Now insurance company execs are thrilled and excited to be sending money out to right wing groups to organize the Birthers and their ilk to shout down citizens coming to town hall meetings to discuss health care reform with their members of Congress.
It's time to take our democracy back from this combination of big money and their truly extreme allies. It's time to take this unholy alliance on, and beat it. If we let this coalition run our country, we are in deep trouble.
Late Saturday night, I wrote a blog post called So Far So Good, and had it time stamped for 9:00 AM Sunday morning. That post discussed- among other things- how so far the Obama White House had been hanging tough and fighting for a strong comprehensive health care bill. I then went to bed and slept late, rolled slowly out of bed, got ready for a busy weekend, and finally sat down to read the Washington Post late morning. There on the front page was an article, full of unnamed background sources of course, about how the Obama team had pretty much given up on bigger reform plans, and was scaling back their ambitions- very depressing. I thought to myself, “hell, should I go rewrite that post?” Then about an hour later, I read the encouraging NYT article re how putting the toughest parts of health care reform into reconciliation so that it would only require 51 votes was still a live round. As with the WP article, it was full of unnamed sources, so it too was hard to tell what the truth of the article was.

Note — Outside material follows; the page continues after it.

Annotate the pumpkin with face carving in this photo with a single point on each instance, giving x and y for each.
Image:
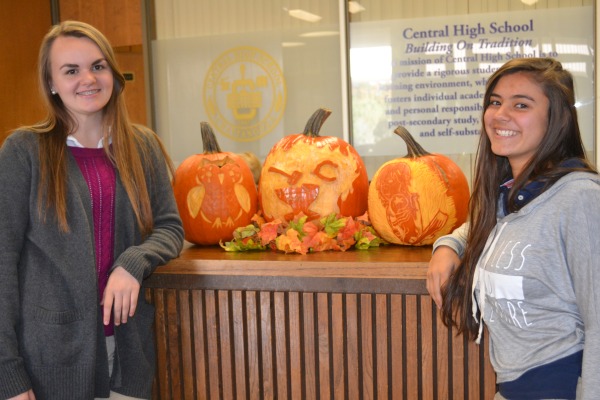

This is what we are going to see on health care in the next 6 weeks- some stories that look good for real reform, some that look bad, and no way to tell which are more accurate. We won’t know form moment whether we are winning or not.
Then there are the literally thousands of field events around the country with health care as the big topic- town halls, rallies, debates, congresspeople speaking at all kinds of events back home. Every single one of them will be a pitched battle between pro-reform activists and the (truly, deeply) strange bedfellow coalition of insurance company Astroturf money in league with the birthers and various other nutty far right wingers. The latter coalition has put out a field manual on how to disrupt events, make lots of noise, appear to outnumber the reformers even when they don’t, and generally intimidate members of congress. The other day they did a good job of this at an event in PA with Kathleen Sebelius. Our side needs to be ready for these tactics, and we need to beat their intensity level. This is a policy battle, a communications battle, a turnout battle, a political battle all rolled into one- quite possibly the most important issue fight of our lifetimes, because winning this one not only gets us decent health care in this country, but sets the stage for winning the big fights of the future against the big business/birther coalition. It will go one way, then the other, and we won’t know until it’s over which side has won the day.
This country’s future is on the line this August: does the money of the insurance industry combined with the craziness of the birthers win the day? Or do the reformers working to change things for the better win the day? And for all you blue dog Democrats and conservative Senate Democrats, you have to decide too- which side are you on? I hope all of you who are on the reformer side join the battle in the most active way you possibly can. This recess really is the ballgame.